Speaker Recognition Through Self-Attention Encoding and Pooling

August 17, 2021 #Machine Learning

This post is a review based on the paper Self-attention encoding and pooling for speaker recognition.

Overview

Not every frame in utterance data is equally important. Some frames contain more information for distinguishing a speaker, while others may be relatively less important. Attention is a technique that reflects these differences as weights and helps the model focus on more important frames.

This paper introduces a method for performing speaker recognition using Self-Attention, specifically the Transformer architecture proposed by Google. In particular, it moves away from conventional statistical pooling and designs a pooling layer that applies attention, making more active use of the strengths of self-attention.

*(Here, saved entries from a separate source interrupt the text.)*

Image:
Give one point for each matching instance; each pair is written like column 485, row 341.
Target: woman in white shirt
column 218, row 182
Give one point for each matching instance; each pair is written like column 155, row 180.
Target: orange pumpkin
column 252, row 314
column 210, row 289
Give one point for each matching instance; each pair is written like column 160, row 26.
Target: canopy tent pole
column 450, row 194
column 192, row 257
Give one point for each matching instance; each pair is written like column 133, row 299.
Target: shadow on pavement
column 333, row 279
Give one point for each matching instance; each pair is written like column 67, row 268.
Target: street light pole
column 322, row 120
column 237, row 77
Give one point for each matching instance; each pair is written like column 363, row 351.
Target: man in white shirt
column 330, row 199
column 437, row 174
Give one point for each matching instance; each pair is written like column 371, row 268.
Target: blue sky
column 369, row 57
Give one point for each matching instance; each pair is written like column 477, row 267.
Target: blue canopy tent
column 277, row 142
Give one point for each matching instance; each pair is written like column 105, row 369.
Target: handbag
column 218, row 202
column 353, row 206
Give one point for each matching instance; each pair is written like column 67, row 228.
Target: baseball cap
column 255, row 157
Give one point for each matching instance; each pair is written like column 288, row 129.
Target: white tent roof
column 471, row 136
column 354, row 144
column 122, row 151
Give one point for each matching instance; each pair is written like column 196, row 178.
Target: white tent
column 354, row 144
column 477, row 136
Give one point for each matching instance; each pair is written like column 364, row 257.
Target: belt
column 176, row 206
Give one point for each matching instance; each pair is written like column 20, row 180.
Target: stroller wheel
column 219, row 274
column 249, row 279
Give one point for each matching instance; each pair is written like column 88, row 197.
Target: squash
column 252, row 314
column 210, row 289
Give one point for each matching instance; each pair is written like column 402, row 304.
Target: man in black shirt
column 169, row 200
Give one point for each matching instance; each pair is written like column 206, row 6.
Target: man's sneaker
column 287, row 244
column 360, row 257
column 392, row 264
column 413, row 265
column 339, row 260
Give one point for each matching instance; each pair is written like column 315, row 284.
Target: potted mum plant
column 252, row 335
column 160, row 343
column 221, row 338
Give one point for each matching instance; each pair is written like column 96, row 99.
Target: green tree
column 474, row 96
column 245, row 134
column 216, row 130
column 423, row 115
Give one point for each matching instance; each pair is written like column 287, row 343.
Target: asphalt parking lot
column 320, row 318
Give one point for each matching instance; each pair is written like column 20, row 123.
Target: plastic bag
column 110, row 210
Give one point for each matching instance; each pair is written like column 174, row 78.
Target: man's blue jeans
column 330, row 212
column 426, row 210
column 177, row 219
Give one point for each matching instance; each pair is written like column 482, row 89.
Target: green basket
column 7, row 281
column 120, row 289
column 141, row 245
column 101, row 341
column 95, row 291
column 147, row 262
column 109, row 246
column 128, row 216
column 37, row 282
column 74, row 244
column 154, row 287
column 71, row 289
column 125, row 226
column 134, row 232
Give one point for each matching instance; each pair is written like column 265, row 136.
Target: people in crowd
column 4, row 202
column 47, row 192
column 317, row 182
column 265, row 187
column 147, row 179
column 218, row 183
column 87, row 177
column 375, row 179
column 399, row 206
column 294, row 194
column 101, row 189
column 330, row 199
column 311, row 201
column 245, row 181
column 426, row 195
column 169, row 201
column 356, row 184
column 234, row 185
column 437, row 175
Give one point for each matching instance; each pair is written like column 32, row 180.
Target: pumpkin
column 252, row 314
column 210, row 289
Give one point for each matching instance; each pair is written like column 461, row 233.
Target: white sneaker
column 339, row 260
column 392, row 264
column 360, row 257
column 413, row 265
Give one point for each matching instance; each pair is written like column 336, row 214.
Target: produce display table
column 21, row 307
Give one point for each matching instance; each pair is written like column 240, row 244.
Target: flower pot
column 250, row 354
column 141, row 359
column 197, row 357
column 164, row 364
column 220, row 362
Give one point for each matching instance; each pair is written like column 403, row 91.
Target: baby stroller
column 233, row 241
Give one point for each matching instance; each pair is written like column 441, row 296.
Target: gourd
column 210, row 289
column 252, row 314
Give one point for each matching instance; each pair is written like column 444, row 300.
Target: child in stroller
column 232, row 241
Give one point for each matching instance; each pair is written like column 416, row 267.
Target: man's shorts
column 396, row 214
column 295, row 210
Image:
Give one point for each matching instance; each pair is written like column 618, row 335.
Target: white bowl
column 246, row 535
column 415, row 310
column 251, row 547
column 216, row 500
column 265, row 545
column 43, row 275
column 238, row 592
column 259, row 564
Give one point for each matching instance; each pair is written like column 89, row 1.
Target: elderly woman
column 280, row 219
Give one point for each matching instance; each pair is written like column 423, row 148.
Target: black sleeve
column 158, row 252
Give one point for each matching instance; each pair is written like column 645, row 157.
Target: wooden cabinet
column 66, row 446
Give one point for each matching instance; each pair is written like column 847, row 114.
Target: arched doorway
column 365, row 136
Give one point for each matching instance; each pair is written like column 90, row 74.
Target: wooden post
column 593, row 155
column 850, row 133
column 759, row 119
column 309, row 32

In speaker recognition, attention has mostly been studied around the pooling layer. However, many previous studies used RNNs or applied multi-head attention, which had the downside of high computational cost. This paper focuses on reducing the number of parameters so that the model can be used even on mobile devices.

Because Transformer builds its encoder using only attention functions instead of RNNs, it can reduce computational complexity. Referring to this structure, the paper uses single-head self-attention when extracting speaker embeddings, and also applies a self-attention function to the pooling layer. As a result, it significantly reduces the number of parameters while maintaining performance. It is also meaningful because there were not many attempts at the time to apply deep learning-based speaker authentication to mobile devices.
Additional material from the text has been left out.